Crop Genome Editing: Advancing Crops via Editing of Their Genetic Make-Ups

Crops of the near future will be genome edited via a technology called “Genome editing with engineered nucleases” or GEEN, a technology that can add, remove or repair existing genes that might be not desirable such as genes that make crops susceptible to diseases, insects, drought, heat, cold or other biotic and abiotic stress factors.

For decades, molecular biologists have been using restriction nucleases or restriction enzymes to cut DNA at or near DNA specific recognition sites in order to study the crops DNAs or to genetically engineer crops. Restriction enzymes naturally exist in bacteria, evolutionally developed to provide a defense mechanism against invading viruses by selectively cleaving the viral DNA while the host DNA is protected by the methylase enzymes that block such cleavage in the host DNA. The GEEN technology mostly uses artificially engineered restriction nucleases that have been designed to make specific cleavage called double-stranded breaks (DSBs) in specific recognition sites of a genome.

The GEEN technology has been developed to repair the mutated sequences of human, animals and plant genomes. The double stranded DNA repair system either uses a set of enzymes to directly join the DNA ends of the DSBs or uses homologous sequences as templates for regeneration of missing DNA sequences at the break point of a genome. Therefore using the DSBs technology, one can repair mutated genes or add genes in a genome while using the host’s natural gene regulatory systems.

In case of adding genes to a crop genome, unlike traditional genetic engineering that randomly incorporates transgenes into a crop genome, the DSBs technology can precisely add a gene or even add multiple genes to specific site of a genome for trait staking so these multiple desired genes are physically linked assuring their co-segregation during the breeding of transgenic crops [1].

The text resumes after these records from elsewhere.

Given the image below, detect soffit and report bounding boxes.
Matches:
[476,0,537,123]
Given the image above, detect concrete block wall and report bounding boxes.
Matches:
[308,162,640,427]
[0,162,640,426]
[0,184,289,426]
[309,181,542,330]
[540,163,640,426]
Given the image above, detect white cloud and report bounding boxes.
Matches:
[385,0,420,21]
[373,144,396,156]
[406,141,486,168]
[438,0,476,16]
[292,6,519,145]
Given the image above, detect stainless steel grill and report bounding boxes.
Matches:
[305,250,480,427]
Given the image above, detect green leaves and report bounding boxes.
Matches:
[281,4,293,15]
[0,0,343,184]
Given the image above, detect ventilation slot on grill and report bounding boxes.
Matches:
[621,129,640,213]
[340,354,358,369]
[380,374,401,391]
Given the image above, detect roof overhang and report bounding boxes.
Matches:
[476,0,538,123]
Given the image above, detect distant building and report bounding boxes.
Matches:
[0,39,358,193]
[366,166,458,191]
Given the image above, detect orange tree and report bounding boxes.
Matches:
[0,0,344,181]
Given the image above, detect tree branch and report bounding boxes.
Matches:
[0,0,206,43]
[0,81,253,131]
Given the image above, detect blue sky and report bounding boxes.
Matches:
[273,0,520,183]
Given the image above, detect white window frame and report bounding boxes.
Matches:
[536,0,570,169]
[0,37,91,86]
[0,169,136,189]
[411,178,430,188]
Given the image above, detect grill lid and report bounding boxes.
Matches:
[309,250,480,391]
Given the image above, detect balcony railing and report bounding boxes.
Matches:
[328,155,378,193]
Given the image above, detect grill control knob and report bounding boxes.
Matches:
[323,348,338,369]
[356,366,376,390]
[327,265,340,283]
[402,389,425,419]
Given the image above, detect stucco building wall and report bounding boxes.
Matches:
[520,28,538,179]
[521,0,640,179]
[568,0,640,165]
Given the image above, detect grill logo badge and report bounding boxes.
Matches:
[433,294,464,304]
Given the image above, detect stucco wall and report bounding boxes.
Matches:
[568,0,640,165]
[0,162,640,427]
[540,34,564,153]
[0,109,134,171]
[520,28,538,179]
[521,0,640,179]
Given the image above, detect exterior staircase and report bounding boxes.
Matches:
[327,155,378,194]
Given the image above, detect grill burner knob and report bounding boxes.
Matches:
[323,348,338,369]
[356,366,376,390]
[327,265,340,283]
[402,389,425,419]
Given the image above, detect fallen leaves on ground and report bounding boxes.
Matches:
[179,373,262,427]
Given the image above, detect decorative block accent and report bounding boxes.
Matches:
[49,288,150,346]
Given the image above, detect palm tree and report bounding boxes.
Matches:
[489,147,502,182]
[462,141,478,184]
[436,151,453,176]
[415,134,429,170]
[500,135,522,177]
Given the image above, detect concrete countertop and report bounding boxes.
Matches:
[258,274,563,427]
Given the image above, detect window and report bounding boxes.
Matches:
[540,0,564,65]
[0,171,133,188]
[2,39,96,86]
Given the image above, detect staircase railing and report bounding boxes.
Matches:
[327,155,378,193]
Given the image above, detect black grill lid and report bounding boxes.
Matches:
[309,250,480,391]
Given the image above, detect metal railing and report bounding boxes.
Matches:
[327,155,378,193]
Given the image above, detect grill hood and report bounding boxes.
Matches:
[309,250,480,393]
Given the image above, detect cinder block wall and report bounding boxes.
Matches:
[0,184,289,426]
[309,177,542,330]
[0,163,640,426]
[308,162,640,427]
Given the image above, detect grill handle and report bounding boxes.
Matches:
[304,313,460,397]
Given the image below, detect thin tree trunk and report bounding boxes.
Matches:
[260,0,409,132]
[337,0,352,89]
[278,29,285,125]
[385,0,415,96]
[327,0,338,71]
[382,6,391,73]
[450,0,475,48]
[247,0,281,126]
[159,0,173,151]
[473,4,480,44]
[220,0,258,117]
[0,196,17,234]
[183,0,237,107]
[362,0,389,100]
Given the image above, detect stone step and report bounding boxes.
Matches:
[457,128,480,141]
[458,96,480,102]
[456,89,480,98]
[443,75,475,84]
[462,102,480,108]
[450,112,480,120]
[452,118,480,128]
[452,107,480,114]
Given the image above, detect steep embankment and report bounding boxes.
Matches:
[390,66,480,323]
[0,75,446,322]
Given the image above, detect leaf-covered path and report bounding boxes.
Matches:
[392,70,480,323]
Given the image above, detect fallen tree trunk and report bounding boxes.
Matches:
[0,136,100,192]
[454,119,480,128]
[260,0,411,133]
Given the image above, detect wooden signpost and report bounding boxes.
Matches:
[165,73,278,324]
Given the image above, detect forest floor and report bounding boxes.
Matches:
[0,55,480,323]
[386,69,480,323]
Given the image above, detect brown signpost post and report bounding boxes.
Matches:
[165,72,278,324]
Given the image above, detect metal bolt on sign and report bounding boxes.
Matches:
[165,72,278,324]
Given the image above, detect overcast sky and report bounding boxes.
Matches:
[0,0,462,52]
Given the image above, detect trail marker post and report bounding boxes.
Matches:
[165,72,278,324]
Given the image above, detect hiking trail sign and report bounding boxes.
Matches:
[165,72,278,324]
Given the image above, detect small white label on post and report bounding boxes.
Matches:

The RNA interference (RNAi) technology has been used during the last couple of decades to eliminate or reduce the harmful effects of mutated genes or reduce the undesired level of expression of a gene using transgene constructs containing the RNAi coding sequences as well as their regulatory systems [2,3]. However in DSBs, there is no need to produce transgene constructs containing the regulatory systems. Plants so far been genome edited include Arabidopsis [4-6] tobacco [7] and Zea mays [8]. To date, three classes of nucleases including Zinc finger nucleases (ZFNs), transcription-activator like effector nucleases (TALENs) and mega-nucleases have been developed [9-11]. Among these three, the mega-nucleases technology is preferred because unlike the first two, mega-nucleases technology causes less toxicity to the host cells. However, the toxicity of these technologies has been studied to be reduced to a minimum [12].

Certain mega-nucleases naturally exist in a limited number of specific microbes, but mutagenesis and high throughput screening techniques have been used to create different mega-nucleases that recognize certain DNA sequences [13]. Also, hybrid restriction enzymes have been synthesized [14] and a rationally designed meganuclease has been developed that can recognize unique sequences to be used as DSBs recognition sites [15].

A protocol was recently developed [16] and used for simultaneous real-time visualization of the whole genome editing processes along with screening for the genome-edited DNA at the same time via a technology called ”nanofabricated DNA curtains”.

Therefore, it is only a matter of time to advance the promising crop genome editing technology to solving of major crops biotic and abiotic stress problems by adding, removing or repairing of their specific genes [17].